O Fundo Brasil de Direitos Humanos defende que os recursos destinados ao enfrentamento da crise climática cheguem de forma mais efetiva aos povos e comunidades tradicionais. A avaliação é da diretora executiva Allyne Andrade, que assumiu o cargo em maio de 2026.

Advogada e doutora, Allyne é especialista em Teoria Crítica e construiu sua trajetória entre a atuação acadêmica, o ativismo no movimento social antirracista e o trabalho profissional. Ela ingressou no Fundo Brasil em 2020, como diretora executiva adjunta.

Em entrevista exclusiva à Agência Brasil, a diretora afirmou que a crise climática atinge de maneira desigual as populações mais pobres, especialmente moradores de periferias e comunidades tradicionais. Segundo ela, embora existam negociações internacionais voltadas ao financiamento de ações climáticas e de adaptação, parte desses recursos não chega aos grupos que vivem diretamente nos territórios afetados.

Programa Raízes amplia apoio

O Fundo Brasil atua justamente nas lacunas de financiamento identificadas pelos movimentos sociais. Além de recursos financeiros, a fundação oferece apoio técnico e programático às organizações.

Em 2023, a instituição criou o Raízes, linha de atuação voltada à justiça climática e ao apoio de povos indígenas, quilombolas e outras comunidades tradicionais. Desde então, o programa já destinou mais de R$ 6 milhões em doações diretas para projetos e respostas emergenciais.

Os recursos são distribuídos por meio de editais públicos. Organizações que trabalham nos territórios podem apresentar projetos, que são avaliados por comitês externos formados por especialistas e responsáveis por definir as iniciativas prioritárias.

O programa também prevê recursos emergenciais para situações que envolvam ameaças a lideranças e comunidades. A medida considera conflitos relacionados à grilagem, ao avanço ilegal da fronteira agrícola, ao desmatamento provocado por atividades de mineração e à exploração madeireira.

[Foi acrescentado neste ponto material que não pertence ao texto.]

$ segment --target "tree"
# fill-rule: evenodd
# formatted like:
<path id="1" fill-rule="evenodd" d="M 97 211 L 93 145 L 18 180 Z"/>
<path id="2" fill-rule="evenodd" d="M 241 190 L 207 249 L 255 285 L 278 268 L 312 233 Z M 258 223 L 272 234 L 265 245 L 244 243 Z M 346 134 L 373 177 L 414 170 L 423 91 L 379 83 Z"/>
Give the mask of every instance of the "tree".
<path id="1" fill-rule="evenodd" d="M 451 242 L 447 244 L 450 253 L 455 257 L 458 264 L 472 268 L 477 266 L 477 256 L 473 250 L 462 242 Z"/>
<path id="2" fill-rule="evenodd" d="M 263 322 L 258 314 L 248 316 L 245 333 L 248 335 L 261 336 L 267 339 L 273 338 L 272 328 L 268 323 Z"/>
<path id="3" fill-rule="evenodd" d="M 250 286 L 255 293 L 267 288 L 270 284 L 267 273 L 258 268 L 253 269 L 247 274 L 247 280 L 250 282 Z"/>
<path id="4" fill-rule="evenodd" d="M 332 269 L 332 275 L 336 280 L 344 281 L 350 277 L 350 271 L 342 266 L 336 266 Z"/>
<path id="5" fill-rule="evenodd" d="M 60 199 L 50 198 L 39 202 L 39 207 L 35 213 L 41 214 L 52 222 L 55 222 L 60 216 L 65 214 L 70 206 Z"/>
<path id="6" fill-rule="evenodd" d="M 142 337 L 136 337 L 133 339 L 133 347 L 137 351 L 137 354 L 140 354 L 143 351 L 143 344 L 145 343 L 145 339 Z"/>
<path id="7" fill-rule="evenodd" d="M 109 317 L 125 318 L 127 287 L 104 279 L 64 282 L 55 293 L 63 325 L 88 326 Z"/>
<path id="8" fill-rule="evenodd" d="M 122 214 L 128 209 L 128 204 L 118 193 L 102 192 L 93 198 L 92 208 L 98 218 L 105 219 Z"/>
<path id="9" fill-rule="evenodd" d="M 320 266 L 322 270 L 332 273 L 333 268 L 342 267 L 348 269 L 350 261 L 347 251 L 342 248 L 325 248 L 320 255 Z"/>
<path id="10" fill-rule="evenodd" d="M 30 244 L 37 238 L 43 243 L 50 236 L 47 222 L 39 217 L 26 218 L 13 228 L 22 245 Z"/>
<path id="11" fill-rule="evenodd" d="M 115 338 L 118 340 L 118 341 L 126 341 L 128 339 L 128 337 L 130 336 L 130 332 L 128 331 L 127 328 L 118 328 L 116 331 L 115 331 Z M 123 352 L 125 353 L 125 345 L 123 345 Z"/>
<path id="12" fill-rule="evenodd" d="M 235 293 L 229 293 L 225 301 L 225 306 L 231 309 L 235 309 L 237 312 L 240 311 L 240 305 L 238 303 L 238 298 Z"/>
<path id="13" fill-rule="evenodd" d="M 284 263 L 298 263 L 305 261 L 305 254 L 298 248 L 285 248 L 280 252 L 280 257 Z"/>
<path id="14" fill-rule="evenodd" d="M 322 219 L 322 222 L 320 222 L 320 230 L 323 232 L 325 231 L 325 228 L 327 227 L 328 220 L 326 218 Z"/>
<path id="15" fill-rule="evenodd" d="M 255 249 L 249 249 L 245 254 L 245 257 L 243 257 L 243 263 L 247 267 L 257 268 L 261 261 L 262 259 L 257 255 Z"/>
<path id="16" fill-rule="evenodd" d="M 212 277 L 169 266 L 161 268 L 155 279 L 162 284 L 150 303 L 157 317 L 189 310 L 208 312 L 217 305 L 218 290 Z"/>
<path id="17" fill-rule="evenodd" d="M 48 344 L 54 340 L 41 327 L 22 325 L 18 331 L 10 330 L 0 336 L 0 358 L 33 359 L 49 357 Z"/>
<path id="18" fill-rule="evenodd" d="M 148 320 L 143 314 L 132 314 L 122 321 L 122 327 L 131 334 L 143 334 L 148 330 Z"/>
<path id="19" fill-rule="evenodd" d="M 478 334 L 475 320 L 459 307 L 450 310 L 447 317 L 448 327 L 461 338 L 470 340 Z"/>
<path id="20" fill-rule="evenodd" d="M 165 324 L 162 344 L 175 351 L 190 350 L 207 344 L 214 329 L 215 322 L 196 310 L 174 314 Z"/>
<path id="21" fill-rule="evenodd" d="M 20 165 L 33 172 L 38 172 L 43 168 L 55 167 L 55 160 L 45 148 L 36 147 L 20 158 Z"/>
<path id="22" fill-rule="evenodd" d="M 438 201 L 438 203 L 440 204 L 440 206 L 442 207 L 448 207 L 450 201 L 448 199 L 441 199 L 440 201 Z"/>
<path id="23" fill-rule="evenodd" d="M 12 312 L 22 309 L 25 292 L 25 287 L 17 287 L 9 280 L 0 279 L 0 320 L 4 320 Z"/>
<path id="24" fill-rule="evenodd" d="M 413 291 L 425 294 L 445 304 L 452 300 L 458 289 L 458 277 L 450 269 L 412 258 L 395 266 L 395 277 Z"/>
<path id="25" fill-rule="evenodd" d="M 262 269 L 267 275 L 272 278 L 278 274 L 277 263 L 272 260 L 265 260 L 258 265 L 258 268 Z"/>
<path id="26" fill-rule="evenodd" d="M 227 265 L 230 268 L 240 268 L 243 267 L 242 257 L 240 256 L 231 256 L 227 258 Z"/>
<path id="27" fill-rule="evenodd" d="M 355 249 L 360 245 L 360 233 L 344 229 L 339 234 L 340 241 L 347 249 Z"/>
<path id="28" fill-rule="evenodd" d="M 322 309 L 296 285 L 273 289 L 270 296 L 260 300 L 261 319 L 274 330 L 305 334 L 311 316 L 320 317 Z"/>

Em casos de eventos climáticos extremos, como as enchentes registradas no Rio Grande do Sul, existe ainda uma linha de resposta rápida para auxiliar comunidades afetadas.

Fundo Brasil completa 20 anos

Criado por ativistas sociais como Abdias do Nascimento, Margarida Genevois, Rose Muraro e Dom Pedro Casaldáliga, o Fundo Brasil é uma fundação independente voltada ao financiamento de organizações da sociedade civil protagonizadas por pessoas e comunidades afetadas por violações de direitos.

Ao longo de duas décadas, a instituição destinou R$ 141 milhões a 2,5 mil iniciativas. Em 2025, foram R$ 32 milhões doados à sociedade civil organizada, volume quase 20% superior ao registrado em 2024.

Além da justiça climática, a fundação mantém iniciativas relacionadas ao trabalho digno, ao combate ao trabalho análogo à escravidão, aos direitos de trabalhadores de aplicativos e do cuidado e à proteção de empregados domésticos.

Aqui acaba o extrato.